Que retenir de ce 61e jour de guerre en Ukraine?

Un militaire ukrainien marche dans les débris d'un immeuble touché par des bombardements russes à Kharkiv en Ukraine. 
Photo: Felipe Dana Associated Press Un militaire ukrainien marche dans les débris d'un immeuble touché par des bombardements russes à Kharkiv en Ukraine. 

Un « danger réel » d’une troisième Guerre mondiale ?

Moscou a mis en garde lundi contre une possibilité de troisième Guerre mondiale, accusant Kiev de « faire semblant » de négocier. « La bonne volonté a ses limites. Et si elle n’est pas réciproque, cela ne contribue pas au processus de négociation », a déclaré le chef de la diplomatie russe, Sergueï Lavrov. « Le danger [d’une troisième Guerre mondiale] est grave, il est réel, on ne peut pas le sous-estimer », a-t-il ajouté, assurant toutefois que la Russie allait poursuivre les négociations de paix avec l’Ukraine. Selon M. Lavrov, « tout va bien sûr finir par la signature d’un accord » dont les modalités « dépendront de la situation des combats sur le terrain ».

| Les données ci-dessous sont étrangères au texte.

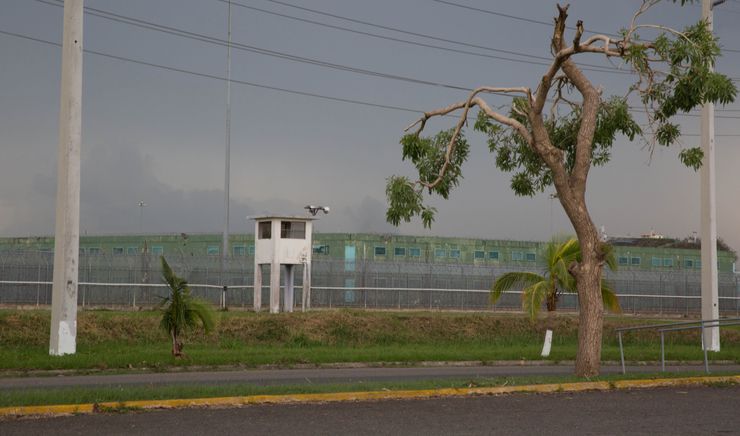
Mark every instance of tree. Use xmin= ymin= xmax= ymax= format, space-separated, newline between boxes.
xmin=386 ymin=1 xmax=736 ymax=376
xmin=159 ymin=256 xmax=215 ymax=357
xmin=491 ymin=237 xmax=621 ymax=319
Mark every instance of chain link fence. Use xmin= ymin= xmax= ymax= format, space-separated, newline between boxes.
xmin=1 ymin=251 xmax=738 ymax=316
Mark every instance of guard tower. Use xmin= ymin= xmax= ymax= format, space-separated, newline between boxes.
xmin=252 ymin=216 xmax=314 ymax=313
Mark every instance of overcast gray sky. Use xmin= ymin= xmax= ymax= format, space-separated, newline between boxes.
xmin=1 ymin=0 xmax=739 ymax=249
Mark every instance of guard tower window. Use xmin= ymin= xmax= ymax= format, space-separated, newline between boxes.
xmin=258 ymin=221 xmax=272 ymax=239
xmin=280 ymin=221 xmax=306 ymax=239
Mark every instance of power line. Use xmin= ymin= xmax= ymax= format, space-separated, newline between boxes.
xmin=34 ymin=0 xmax=740 ymax=111
xmin=225 ymin=0 xmax=631 ymax=75
xmin=430 ymin=0 xmax=740 ymax=54
xmin=4 ymin=28 xmax=740 ymax=124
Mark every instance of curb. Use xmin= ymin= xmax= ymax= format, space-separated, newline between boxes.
xmin=0 ymin=375 xmax=737 ymax=418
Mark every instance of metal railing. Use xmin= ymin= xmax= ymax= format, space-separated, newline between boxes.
xmin=615 ymin=317 xmax=740 ymax=374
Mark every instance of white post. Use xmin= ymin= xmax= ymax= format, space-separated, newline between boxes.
xmin=50 ymin=0 xmax=84 ymax=356
xmin=270 ymin=261 xmax=280 ymax=313
xmin=700 ymin=0 xmax=720 ymax=352
xmin=302 ymin=262 xmax=310 ymax=312
xmin=221 ymin=0 xmax=232 ymax=291
xmin=284 ymin=265 xmax=294 ymax=313
xmin=253 ymin=263 xmax=262 ymax=311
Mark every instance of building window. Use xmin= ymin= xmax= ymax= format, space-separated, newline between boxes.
xmin=409 ymin=247 xmax=421 ymax=257
xmin=79 ymin=248 xmax=86 ymax=255
xmin=280 ymin=221 xmax=306 ymax=239
xmin=684 ymin=259 xmax=694 ymax=268
xmin=394 ymin=247 xmax=406 ymax=257
xmin=512 ymin=251 xmax=524 ymax=261
xmin=449 ymin=249 xmax=461 ymax=259
xmin=112 ymin=247 xmax=124 ymax=256
xmin=663 ymin=258 xmax=674 ymax=267
xmin=248 ymin=245 xmax=255 ymax=255
xmin=618 ymin=256 xmax=629 ymax=266
xmin=313 ymin=245 xmax=329 ymax=255
xmin=207 ymin=246 xmax=219 ymax=256
xmin=374 ymin=246 xmax=386 ymax=256
xmin=489 ymin=251 xmax=499 ymax=260
xmin=233 ymin=245 xmax=246 ymax=256
xmin=127 ymin=247 xmax=138 ymax=256
xmin=526 ymin=253 xmax=536 ymax=262
xmin=631 ymin=257 xmax=641 ymax=266
xmin=151 ymin=246 xmax=164 ymax=255
xmin=474 ymin=250 xmax=485 ymax=260
xmin=258 ymin=221 xmax=272 ymax=239
xmin=651 ymin=257 xmax=661 ymax=267
xmin=695 ymin=259 xmax=701 ymax=268
xmin=87 ymin=247 xmax=101 ymax=256
xmin=434 ymin=248 xmax=446 ymax=257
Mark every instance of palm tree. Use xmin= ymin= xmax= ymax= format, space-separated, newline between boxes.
xmin=491 ymin=237 xmax=621 ymax=319
xmin=159 ymin=256 xmax=215 ymax=357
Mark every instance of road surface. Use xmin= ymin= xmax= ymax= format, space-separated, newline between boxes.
xmin=1 ymin=385 xmax=738 ymax=435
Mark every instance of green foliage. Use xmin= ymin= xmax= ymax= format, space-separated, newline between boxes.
xmin=386 ymin=129 xmax=468 ymax=227
xmin=491 ymin=237 xmax=621 ymax=319
xmin=476 ymin=97 xmax=640 ymax=197
xmin=679 ymin=147 xmax=704 ymax=170
xmin=159 ymin=257 xmax=215 ymax=354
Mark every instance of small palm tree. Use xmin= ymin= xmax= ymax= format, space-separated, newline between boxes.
xmin=159 ymin=256 xmax=215 ymax=357
xmin=491 ymin=237 xmax=621 ymax=319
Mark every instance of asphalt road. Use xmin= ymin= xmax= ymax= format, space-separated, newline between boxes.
xmin=2 ymin=364 xmax=738 ymax=390
xmin=2 ymin=385 xmax=738 ymax=435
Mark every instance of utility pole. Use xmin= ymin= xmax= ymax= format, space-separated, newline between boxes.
xmin=138 ymin=201 xmax=147 ymax=233
xmin=221 ymin=0 xmax=233 ymax=306
xmin=50 ymin=0 xmax=84 ymax=356
xmin=700 ymin=0 xmax=723 ymax=352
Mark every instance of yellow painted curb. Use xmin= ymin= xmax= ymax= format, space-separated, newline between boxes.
xmin=0 ymin=375 xmax=737 ymax=418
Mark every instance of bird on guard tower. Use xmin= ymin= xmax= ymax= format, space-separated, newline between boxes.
xmin=304 ymin=205 xmax=330 ymax=216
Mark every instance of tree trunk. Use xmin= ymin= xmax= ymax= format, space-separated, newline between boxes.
xmin=171 ymin=330 xmax=182 ymax=357
xmin=571 ymin=219 xmax=604 ymax=377
xmin=546 ymin=292 xmax=558 ymax=312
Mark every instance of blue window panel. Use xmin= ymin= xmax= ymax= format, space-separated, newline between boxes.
xmin=374 ymin=246 xmax=386 ymax=256
xmin=345 ymin=246 xmax=356 ymax=272
xmin=434 ymin=248 xmax=446 ymax=257
xmin=127 ymin=247 xmax=138 ymax=256
xmin=618 ymin=257 xmax=629 ymax=265
xmin=631 ymin=257 xmax=641 ymax=266
xmin=489 ymin=251 xmax=499 ymax=260
xmin=474 ymin=250 xmax=485 ymax=259
xmin=112 ymin=247 xmax=124 ymax=256
xmin=651 ymin=257 xmax=661 ymax=267
xmin=695 ymin=259 xmax=701 ymax=269
xmin=207 ymin=246 xmax=219 ymax=256
xmin=394 ymin=247 xmax=406 ymax=256
xmin=526 ymin=253 xmax=536 ymax=262
xmin=233 ymin=245 xmax=246 ymax=256
xmin=512 ymin=251 xmax=524 ymax=261
xmin=248 ymin=245 xmax=255 ymax=255
xmin=88 ymin=247 xmax=101 ymax=256
xmin=151 ymin=246 xmax=164 ymax=255
xmin=449 ymin=249 xmax=461 ymax=258
xmin=663 ymin=258 xmax=674 ymax=267
xmin=409 ymin=247 xmax=421 ymax=257
xmin=684 ymin=259 xmax=694 ymax=268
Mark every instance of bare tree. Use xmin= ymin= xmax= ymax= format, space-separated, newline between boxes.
xmin=386 ymin=1 xmax=736 ymax=377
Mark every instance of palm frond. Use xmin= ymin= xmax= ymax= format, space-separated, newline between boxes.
xmin=521 ymin=280 xmax=549 ymax=320
xmin=491 ymin=271 xmax=545 ymax=303
xmin=600 ymin=279 xmax=622 ymax=313
xmin=601 ymin=243 xmax=618 ymax=272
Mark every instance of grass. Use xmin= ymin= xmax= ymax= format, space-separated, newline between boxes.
xmin=1 ymin=371 xmax=737 ymax=408
xmin=0 ymin=309 xmax=738 ymax=372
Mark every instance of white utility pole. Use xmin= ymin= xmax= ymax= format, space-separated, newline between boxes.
xmin=221 ymin=0 xmax=233 ymax=297
xmin=50 ymin=0 xmax=84 ymax=356
xmin=700 ymin=0 xmax=722 ymax=352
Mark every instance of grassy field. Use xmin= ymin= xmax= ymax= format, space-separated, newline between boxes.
xmin=2 ymin=371 xmax=738 ymax=408
xmin=0 ymin=309 xmax=738 ymax=372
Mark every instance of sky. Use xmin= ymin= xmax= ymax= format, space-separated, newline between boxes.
xmin=1 ymin=0 xmax=739 ymax=250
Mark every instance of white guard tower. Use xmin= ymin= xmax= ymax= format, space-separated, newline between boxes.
xmin=252 ymin=216 xmax=314 ymax=313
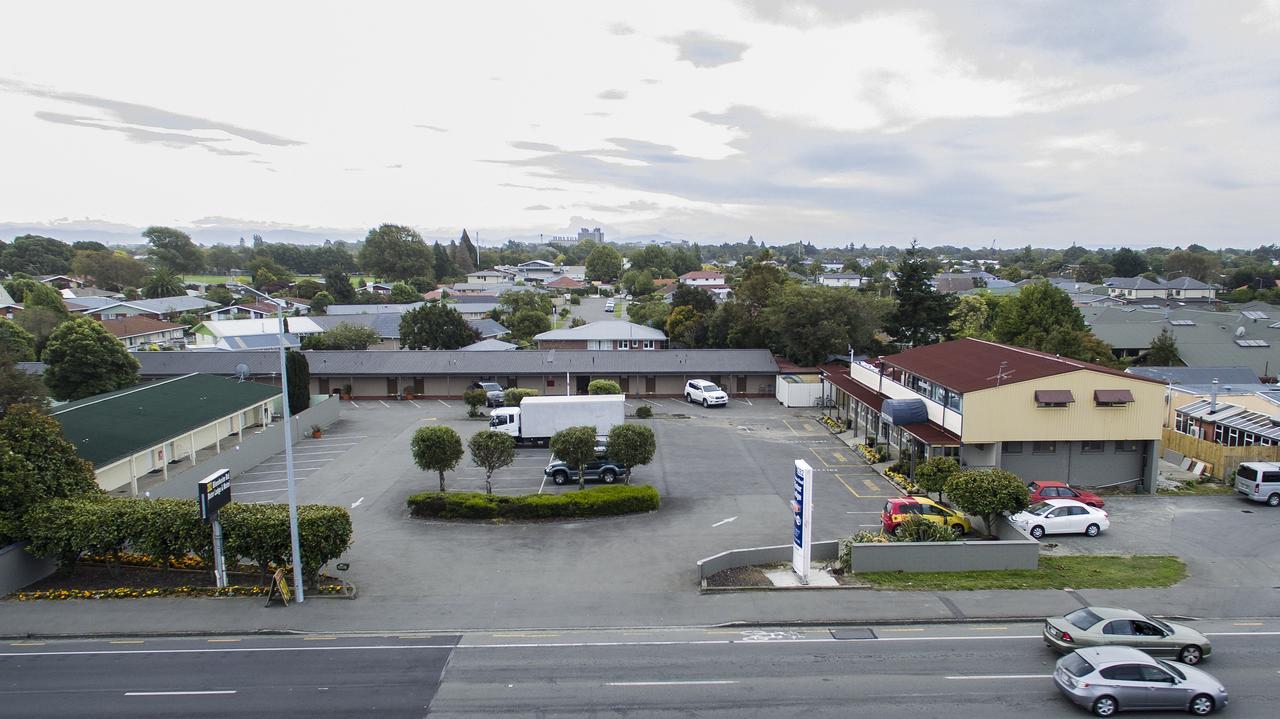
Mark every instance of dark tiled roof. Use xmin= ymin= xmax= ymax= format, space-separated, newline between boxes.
xmin=99 ymin=316 xmax=184 ymax=339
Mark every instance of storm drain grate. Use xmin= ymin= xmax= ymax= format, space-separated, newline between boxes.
xmin=829 ymin=627 xmax=877 ymax=640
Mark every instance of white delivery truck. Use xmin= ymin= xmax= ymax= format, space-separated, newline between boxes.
xmin=488 ymin=394 xmax=625 ymax=446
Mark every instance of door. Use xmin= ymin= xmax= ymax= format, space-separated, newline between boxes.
xmin=1138 ymin=665 xmax=1188 ymax=709
xmin=575 ymin=375 xmax=590 ymax=395
xmin=1068 ymin=506 xmax=1092 ymax=532
xmin=1042 ymin=508 xmax=1065 ymax=534
xmin=737 ymin=376 xmax=747 ymax=394
xmin=1098 ymin=665 xmax=1153 ymax=708
xmin=318 ymin=378 xmax=330 ymax=394
xmin=413 ymin=378 xmax=425 ymax=395
xmin=619 ymin=376 xmax=630 ymax=393
xmin=1128 ymin=620 xmax=1174 ymax=655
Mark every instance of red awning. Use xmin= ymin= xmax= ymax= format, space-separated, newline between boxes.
xmin=900 ymin=421 xmax=961 ymax=447
xmin=1095 ymin=389 xmax=1135 ymax=404
xmin=1034 ymin=389 xmax=1075 ymax=404
xmin=819 ymin=366 xmax=883 ymax=412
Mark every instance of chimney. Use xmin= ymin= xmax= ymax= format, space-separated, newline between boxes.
xmin=1210 ymin=378 xmax=1219 ymax=414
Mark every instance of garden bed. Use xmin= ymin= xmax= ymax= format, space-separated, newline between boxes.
xmin=407 ymin=485 xmax=660 ymax=520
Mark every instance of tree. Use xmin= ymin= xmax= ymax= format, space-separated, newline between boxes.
xmin=1109 ymin=247 xmax=1149 ymax=277
xmin=585 ymin=245 xmax=623 ymax=282
xmin=389 ymin=282 xmax=421 ymax=303
xmin=0 ymin=404 xmax=100 ymax=544
xmin=913 ymin=456 xmax=959 ymax=501
xmin=301 ymin=322 xmax=380 ymax=350
xmin=71 ymin=250 xmax=147 ymax=291
xmin=607 ymin=423 xmax=655 ymax=484
xmin=462 ymin=388 xmax=488 ymax=418
xmin=1164 ymin=250 xmax=1218 ymax=283
xmin=400 ymin=304 xmax=479 ymax=350
xmin=943 ymin=468 xmax=1028 ymax=537
xmin=629 ymin=245 xmax=672 ymax=277
xmin=507 ymin=309 xmax=551 ymax=344
xmin=14 ymin=308 xmax=65 ymax=359
xmin=468 ymin=430 xmax=515 ymax=495
xmin=322 ymin=270 xmax=357 ymax=304
xmin=411 ymin=425 xmax=464 ymax=492
xmin=763 ymin=285 xmax=891 ymax=366
xmin=3 ymin=279 xmax=69 ymax=317
xmin=284 ymin=349 xmax=310 ymax=415
xmin=310 ymin=291 xmax=333 ymax=315
xmin=0 ymin=235 xmax=73 ymax=275
xmin=994 ymin=281 xmax=1085 ymax=348
xmin=1145 ymin=328 xmax=1181 ymax=366
xmin=356 ymin=224 xmax=433 ymax=281
xmin=949 ymin=294 xmax=992 ymax=339
xmin=432 ymin=242 xmax=459 ymax=281
xmin=588 ymin=379 xmax=622 ymax=395
xmin=626 ymin=297 xmax=671 ymax=329
xmin=143 ymin=226 xmax=205 ymax=273
xmin=205 ymin=245 xmax=243 ymax=274
xmin=549 ymin=425 xmax=599 ymax=490
xmin=620 ymin=270 xmax=656 ymax=297
xmin=455 ymin=230 xmax=479 ymax=275
xmin=41 ymin=317 xmax=139 ymax=401
xmin=0 ymin=317 xmax=37 ymax=362
xmin=885 ymin=240 xmax=954 ymax=347
xmin=672 ymin=283 xmax=716 ymax=314
xmin=665 ymin=305 xmax=705 ymax=347
xmin=141 ymin=267 xmax=185 ymax=298
xmin=203 ymin=285 xmax=234 ymax=306
xmin=0 ymin=352 xmax=47 ymax=418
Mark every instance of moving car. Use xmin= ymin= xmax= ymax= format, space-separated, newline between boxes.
xmin=880 ymin=496 xmax=972 ymax=537
xmin=544 ymin=452 xmax=628 ymax=485
xmin=1008 ymin=498 xmax=1109 ymax=539
xmin=684 ymin=379 xmax=728 ymax=407
xmin=604 ymin=300 xmax=616 ymax=313
xmin=1234 ymin=461 xmax=1280 ymax=506
xmin=1043 ymin=607 xmax=1211 ymax=665
xmin=468 ymin=381 xmax=506 ymax=408
xmin=1029 ymin=480 xmax=1105 ymax=508
xmin=1053 ymin=646 xmax=1226 ymax=716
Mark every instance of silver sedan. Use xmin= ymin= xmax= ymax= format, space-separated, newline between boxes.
xmin=1054 ymin=646 xmax=1227 ymax=716
xmin=1044 ymin=606 xmax=1211 ymax=665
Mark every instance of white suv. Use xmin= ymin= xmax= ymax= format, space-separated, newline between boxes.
xmin=685 ymin=379 xmax=728 ymax=407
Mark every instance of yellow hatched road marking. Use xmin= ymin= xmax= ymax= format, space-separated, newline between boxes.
xmin=832 ymin=451 xmax=849 ymax=463
xmin=862 ymin=479 xmax=879 ymax=492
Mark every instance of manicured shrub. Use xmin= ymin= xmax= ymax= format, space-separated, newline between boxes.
xmin=587 ymin=379 xmax=622 ymax=395
xmin=504 ymin=388 xmax=540 ymax=406
xmin=891 ymin=514 xmax=960 ymax=542
xmin=635 ymin=405 xmax=653 ymax=419
xmin=406 ymin=485 xmax=659 ymax=520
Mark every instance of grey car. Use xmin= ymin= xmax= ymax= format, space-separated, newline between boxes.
xmin=1044 ymin=607 xmax=1212 ymax=665
xmin=1054 ymin=646 xmax=1227 ymax=716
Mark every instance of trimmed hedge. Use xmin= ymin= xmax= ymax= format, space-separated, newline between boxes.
xmin=407 ymin=485 xmax=660 ymax=520
xmin=23 ymin=497 xmax=352 ymax=587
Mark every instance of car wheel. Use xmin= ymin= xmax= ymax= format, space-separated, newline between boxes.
xmin=1178 ymin=645 xmax=1203 ymax=665
xmin=1030 ymin=525 xmax=1045 ymax=539
xmin=1085 ymin=523 xmax=1101 ymax=537
xmin=552 ymin=471 xmax=569 ymax=486
xmin=951 ymin=524 xmax=965 ymax=537
xmin=601 ymin=469 xmax=617 ymax=484
xmin=685 ymin=394 xmax=693 ymax=403
xmin=1189 ymin=694 xmax=1215 ymax=716
xmin=1268 ymin=493 xmax=1280 ymax=507
xmin=702 ymin=398 xmax=709 ymax=408
xmin=892 ymin=525 xmax=906 ymax=538
xmin=1091 ymin=695 xmax=1117 ymax=717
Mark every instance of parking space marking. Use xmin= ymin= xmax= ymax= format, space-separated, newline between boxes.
xmin=319 ymin=434 xmax=368 ymax=439
xmin=232 ymin=478 xmax=291 ymax=486
xmin=946 ymin=674 xmax=1049 ymax=681
xmin=438 ymin=400 xmax=451 ymax=407
xmin=832 ymin=451 xmax=849 ymax=463
xmin=289 ymin=450 xmax=348 ymax=456
xmin=348 ymin=401 xmax=360 ymax=408
xmin=408 ymin=400 xmax=421 ymax=408
xmin=835 ymin=472 xmax=896 ymax=499
xmin=643 ymin=398 xmax=661 ymax=406
xmin=781 ymin=419 xmax=800 ymax=435
xmin=255 ymin=459 xmax=333 ymax=467
xmin=861 ymin=479 xmax=879 ymax=493
xmin=378 ymin=400 xmax=390 ymax=408
xmin=235 ymin=488 xmax=290 ymax=496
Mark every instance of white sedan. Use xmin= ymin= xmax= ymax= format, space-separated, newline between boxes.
xmin=1009 ymin=498 xmax=1109 ymax=539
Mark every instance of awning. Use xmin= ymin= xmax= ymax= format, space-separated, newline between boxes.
xmin=1094 ymin=389 xmax=1135 ymax=404
xmin=1034 ymin=389 xmax=1075 ymax=405
xmin=900 ymin=421 xmax=962 ymax=447
xmin=820 ymin=366 xmax=883 ymax=412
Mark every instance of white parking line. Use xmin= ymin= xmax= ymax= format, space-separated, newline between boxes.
xmin=642 ymin=398 xmax=661 ymax=406
xmin=288 ymin=451 xmax=347 ymax=456
xmin=945 ymin=674 xmax=1049 ymax=680
xmin=607 ymin=681 xmax=738 ymax=687
xmin=126 ymin=690 xmax=237 ymax=696
xmin=235 ymin=488 xmax=289 ymax=496
xmin=231 ymin=478 xmax=290 ymax=486
xmin=624 ymin=402 xmax=635 ymax=408
xmin=438 ymin=400 xmax=451 ymax=407
xmin=254 ymin=459 xmax=333 ymax=467
xmin=319 ymin=435 xmax=368 ymax=439
xmin=409 ymin=400 xmax=421 ymax=408
xmin=348 ymin=401 xmax=360 ymax=408
xmin=378 ymin=400 xmax=390 ymax=408
xmin=301 ymin=441 xmax=358 ymax=446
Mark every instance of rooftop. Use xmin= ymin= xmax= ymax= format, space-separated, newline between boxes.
xmin=1104 ymin=276 xmax=1164 ymax=290
xmin=534 ymin=320 xmax=667 ymax=342
xmin=196 ymin=317 xmax=324 ymax=337
xmin=679 ymin=270 xmax=725 ymax=280
xmin=83 ymin=295 xmax=221 ymax=315
xmin=99 ymin=316 xmax=185 ymax=339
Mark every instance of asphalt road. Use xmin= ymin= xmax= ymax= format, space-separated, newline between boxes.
xmin=4 ymin=621 xmax=1278 ymax=718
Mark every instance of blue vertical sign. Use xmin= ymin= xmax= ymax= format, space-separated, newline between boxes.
xmin=792 ymin=459 xmax=814 ymax=582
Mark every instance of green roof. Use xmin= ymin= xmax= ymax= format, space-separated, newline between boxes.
xmin=51 ymin=373 xmax=281 ymax=467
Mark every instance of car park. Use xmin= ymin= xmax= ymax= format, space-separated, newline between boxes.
xmin=1043 ymin=607 xmax=1211 ymax=665
xmin=1029 ymin=480 xmax=1105 ymax=508
xmin=1009 ymin=498 xmax=1109 ymax=539
xmin=468 ymin=381 xmax=506 ymax=407
xmin=880 ymin=496 xmax=972 ymax=536
xmin=684 ymin=379 xmax=728 ymax=407
xmin=1234 ymin=461 xmax=1280 ymax=506
xmin=544 ymin=453 xmax=627 ymax=485
xmin=1053 ymin=646 xmax=1226 ymax=716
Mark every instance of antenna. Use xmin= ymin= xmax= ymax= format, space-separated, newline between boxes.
xmin=987 ymin=361 xmax=1015 ymax=386
xmin=234 ymin=363 xmax=250 ymax=382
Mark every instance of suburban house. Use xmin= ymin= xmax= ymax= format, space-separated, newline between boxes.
xmin=202 ymin=301 xmax=296 ymax=321
xmin=820 ymin=338 xmax=1165 ymax=491
xmin=678 ymin=270 xmax=725 ymax=286
xmin=310 ymin=313 xmax=508 ymax=349
xmin=190 ymin=317 xmax=324 ymax=348
xmin=466 ymin=269 xmax=513 ymax=283
xmin=326 ymin=302 xmax=423 ymax=315
xmin=817 ymin=273 xmax=867 ymax=288
xmin=0 ymin=284 xmax=19 ymax=319
xmin=100 ymin=316 xmax=187 ymax=349
xmin=73 ymin=295 xmax=220 ymax=321
xmin=62 ymin=286 xmax=125 ymax=301
xmin=134 ymin=348 xmax=781 ymax=399
xmin=545 ymin=276 xmax=585 ymax=291
xmin=1163 ymin=277 xmax=1218 ymax=302
xmin=1126 ymin=366 xmax=1272 ymax=429
xmin=932 ymin=271 xmax=998 ymax=293
xmin=50 ymin=373 xmax=280 ymax=496
xmin=533 ymin=320 xmax=668 ymax=350
xmin=36 ymin=274 xmax=84 ymax=290
xmin=1082 ymin=303 xmax=1280 ymax=376
xmin=1104 ymin=276 xmax=1168 ymax=302
xmin=461 ymin=338 xmax=518 ymax=351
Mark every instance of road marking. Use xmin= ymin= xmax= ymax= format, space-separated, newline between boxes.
xmin=781 ymin=419 xmax=799 ymax=435
xmin=624 ymin=402 xmax=634 ymax=407
xmin=711 ymin=516 xmax=738 ymax=528
xmin=126 ymin=690 xmax=237 ymax=696
xmin=348 ymin=401 xmax=360 ymax=408
xmin=110 ymin=640 xmax=145 ymax=644
xmin=846 ymin=511 xmax=880 ymax=514
xmin=235 ymin=488 xmax=290 ymax=496
xmin=1204 ymin=631 xmax=1280 ymax=636
xmin=643 ymin=398 xmax=661 ymax=406
xmin=207 ymin=639 xmax=240 ymax=643
xmin=970 ymin=626 xmax=1007 ymax=631
xmin=879 ymin=628 xmax=924 ymax=632
xmin=834 ymin=473 xmax=860 ymax=499
xmin=379 ymin=400 xmax=390 ymax=408
xmin=945 ymin=674 xmax=1050 ymax=680
xmin=288 ymin=451 xmax=348 ymax=456
xmin=858 ymin=524 xmax=881 ymax=528
xmin=833 ymin=451 xmax=849 ymax=463
xmin=438 ymin=400 xmax=451 ymax=407
xmin=538 ymin=473 xmax=548 ymax=495
xmin=233 ymin=478 xmax=290 ymax=486
xmin=300 ymin=441 xmax=359 ymax=447
xmin=743 ymin=397 xmax=753 ymax=405
xmin=350 ymin=496 xmax=364 ymax=509
xmin=9 ymin=641 xmax=44 ymax=646
xmin=862 ymin=479 xmax=879 ymax=492
xmin=253 ymin=459 xmax=333 ymax=467
xmin=1233 ymin=622 xmax=1264 ymax=626
xmin=304 ymin=636 xmax=338 ymax=641
xmin=240 ymin=468 xmax=319 ymax=478
xmin=491 ymin=632 xmax=560 ymax=638
xmin=607 ymin=680 xmax=738 ymax=687
xmin=409 ymin=400 xmax=421 ymax=408
xmin=314 ymin=434 xmax=368 ymax=439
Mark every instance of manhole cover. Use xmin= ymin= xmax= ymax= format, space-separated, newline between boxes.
xmin=829 ymin=627 xmax=877 ymax=640
xmin=1242 ymin=510 xmax=1254 ymax=513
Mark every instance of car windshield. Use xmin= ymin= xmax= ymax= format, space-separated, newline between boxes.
xmin=703 ymin=384 xmax=721 ymax=392
xmin=1026 ymin=501 xmax=1054 ymax=515
xmin=1064 ymin=608 xmax=1103 ymax=631
xmin=481 ymin=383 xmax=501 ymax=391
xmin=1059 ymin=653 xmax=1094 ymax=677
xmin=1155 ymin=659 xmax=1185 ymax=681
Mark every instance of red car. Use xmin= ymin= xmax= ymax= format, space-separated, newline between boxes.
xmin=1027 ymin=480 xmax=1104 ymax=508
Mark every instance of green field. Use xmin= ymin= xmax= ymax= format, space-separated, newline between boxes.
xmin=856 ymin=555 xmax=1186 ymax=591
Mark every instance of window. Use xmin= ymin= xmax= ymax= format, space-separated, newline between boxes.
xmin=546 ymin=378 xmax=556 ymax=387
xmin=1033 ymin=441 xmax=1056 ymax=454
xmin=1116 ymin=440 xmax=1139 ymax=453
xmin=1102 ymin=620 xmax=1133 ymax=635
xmin=642 ymin=340 xmax=655 ymax=350
xmin=1214 ymin=425 xmax=1225 ymax=444
xmin=946 ymin=391 xmax=962 ymax=414
xmin=1139 ymin=665 xmax=1176 ymax=683
xmin=1002 ymin=441 xmax=1023 ymax=454
xmin=1100 ymin=665 xmax=1145 ymax=682
xmin=1081 ymin=440 xmax=1104 ymax=453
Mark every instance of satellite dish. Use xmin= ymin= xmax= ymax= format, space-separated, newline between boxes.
xmin=1235 ymin=326 xmax=1247 ymax=337
xmin=235 ymin=363 xmax=251 ymax=382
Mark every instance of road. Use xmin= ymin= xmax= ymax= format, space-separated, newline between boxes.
xmin=4 ymin=620 xmax=1278 ymax=717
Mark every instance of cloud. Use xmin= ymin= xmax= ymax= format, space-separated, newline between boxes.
xmin=597 ymin=89 xmax=628 ymax=100
xmin=499 ymin=182 xmax=567 ymax=192
xmin=609 ymin=22 xmax=635 ymax=35
xmin=34 ymin=111 xmax=256 ymax=156
xmin=665 ymin=31 xmax=750 ymax=68
xmin=414 ymin=124 xmax=449 ymax=133
xmin=1041 ymin=131 xmax=1146 ymax=156
xmin=581 ymin=200 xmax=661 ymax=213
xmin=524 ymin=204 xmax=552 ymax=211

Pas de couloir humanitaire à Marioupol

Aucun accord n’a été conclu lundi pour évacuer Azovstal, dernier territoire de Marioupol encore entre les mains des Ukrainiens, où 1000 civils et des centaines de blessés seraient retranchés, selon la présidence ukrainienne. Après avoir bombardé le complexe métallurgique toute la fin de semaine, Moscou avait annoncé unilatéralement un cessez-le-feu lundi pour « assurer le départ » des femmes, des enfants et du personnel de l’usine « dans la direction de leur choix », mais Kiev a rejeté la proposition du Kremlin. « Le couloir annoncé n’offre aucune sécurité, donc il n’y a pas d’évacuation », a déclaré la vice-première ministre ukrainienne Iryna Verechtchouk.

L’Ukraine peut gagner la guerre

L’Ukraine peut « gagner » la guerre contre la Russie si elle a les « bons équipements », a affirmé lundi le chef du Pentagone, Lloyd Austin, au retour d’une visite à Kiev avec le secrétaire d’État, la première de hauts officiels américains depuis le début du conflit. « Nous voulons voir la Russie affaiblie à un degré tel qu’elle ne puisse plus faire quelque chose comme l’invasion de l’Ukraine », a déclaré M. Austin. Le ministre britannique de la Défense a annoncé lundi que le Royaume-Uni fournira à l’Ukraine un « petit nombre » de blindés lance-missiles antiaériens Stormer. La Pologne a quant à elle reconnu avoir envoyé des chars à l’Ukraine, sans toutefois en préciser le nombre « pour des raisons de sécurité ».

L’économie russe « se stabilise »

Vladimir Poutine a affirmé lundi que l’économie russe était en train « de se stabiliser », avançant que « l’inflation a ralenti, [que] la croissance hebdomadaire des prix s’est rapprochée de la normale et [que], sur un certain nombre de produits, les prix ont déjà commencé à baisser ». Cette résilience tient, selon lui, en deux facteurs : la bonne santé du rouble, qui s’est « activement renforcé ces derniers temps » et la « demande des consommateurs » revenue à la normale après un « pic en février-mars », lorsque les Russes se sont précipités dans les magasins par crainte de pénuries ou d’une chute de la devise. Des économistes estiment quant à eux que le pire est à venir, à mesure que l’impact des sanctions internationales sera de plus en plus en plus visible.